Novos indícios de corrupção, considerados "fortíssimos" pela procuradora-geral Raquel Dodge e pelo juiz do Supremo Tribunal Luís Roberto Barroso, atingiram em cheio o presidente brasileiro Michel Temer. Numa operação pedida pela PGR e autorizada por Barroso, vários membros do círculo íntimo de Temer foram presos na quinta-feira, entre eles dois amigos que atuavam como ‘testas de ferro’.

Um deles, o ex-coronel João Batista Lima, amigo de Temer há décadas, é acusado pelo Ministério Público de ser um dos responsáveis pelo recebimento de milhões em ‘luvas’ supostamente destinadas ao presidente. Segundo a Polícia Federal, num dos casos mais flagrantes, Lima terá pago 250 mil euros em dinheiro vivo para a reforma da casa em São Paulo da filha de Temer, Maristela, obra a cargo da arquiteta Maria Rita Fratezi, mulher do coronel.
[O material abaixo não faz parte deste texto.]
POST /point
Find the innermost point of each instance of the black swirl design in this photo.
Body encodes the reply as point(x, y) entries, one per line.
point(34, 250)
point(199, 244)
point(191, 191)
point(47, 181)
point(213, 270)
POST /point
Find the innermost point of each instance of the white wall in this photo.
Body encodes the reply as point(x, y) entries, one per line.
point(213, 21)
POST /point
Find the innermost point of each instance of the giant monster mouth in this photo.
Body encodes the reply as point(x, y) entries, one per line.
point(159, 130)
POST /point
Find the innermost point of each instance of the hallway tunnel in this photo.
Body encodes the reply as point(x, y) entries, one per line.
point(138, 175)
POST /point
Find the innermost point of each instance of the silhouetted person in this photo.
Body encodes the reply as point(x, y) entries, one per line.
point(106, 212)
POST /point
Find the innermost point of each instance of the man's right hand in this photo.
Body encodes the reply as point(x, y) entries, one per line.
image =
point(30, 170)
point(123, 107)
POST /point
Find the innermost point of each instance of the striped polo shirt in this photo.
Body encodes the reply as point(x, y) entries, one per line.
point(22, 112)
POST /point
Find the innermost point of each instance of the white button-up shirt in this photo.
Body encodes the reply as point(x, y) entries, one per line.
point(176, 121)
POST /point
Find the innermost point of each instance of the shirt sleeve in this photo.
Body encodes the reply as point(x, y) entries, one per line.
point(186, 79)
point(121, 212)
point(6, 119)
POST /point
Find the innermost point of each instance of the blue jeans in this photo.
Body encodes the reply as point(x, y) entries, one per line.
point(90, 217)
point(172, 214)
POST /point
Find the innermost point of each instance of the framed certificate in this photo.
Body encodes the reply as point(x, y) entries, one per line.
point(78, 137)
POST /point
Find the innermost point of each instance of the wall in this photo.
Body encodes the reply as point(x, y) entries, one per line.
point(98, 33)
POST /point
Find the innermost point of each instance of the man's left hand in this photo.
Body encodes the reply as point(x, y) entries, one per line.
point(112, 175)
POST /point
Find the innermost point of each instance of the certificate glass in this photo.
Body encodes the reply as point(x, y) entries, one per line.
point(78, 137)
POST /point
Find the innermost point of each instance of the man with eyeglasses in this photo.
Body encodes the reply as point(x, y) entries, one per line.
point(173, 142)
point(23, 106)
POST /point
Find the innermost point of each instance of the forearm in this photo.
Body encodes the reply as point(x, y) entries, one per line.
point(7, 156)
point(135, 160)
Outro detido na operação foi o advogado José Yunes, amigo de Temer há 50 anos e antigo assessor-chefe da Presidência, forçado a demitir-se no início de 2017 após se descobrir que recebeu no seu escritório milhões em dinheiro vivo que o MP diz que eram ‘luvas’ destinadas ao chefe de Estado, que nega tudo.

Um terceiro aliado de Temer preso foi Wagner Rossi, ex-ministro da Agricultura, para quem, segundo detidos noutras ações que passaram a colaborar com a justiça, o presidente pediu a um empresário uma ‘mesada’ de 25 mil euros.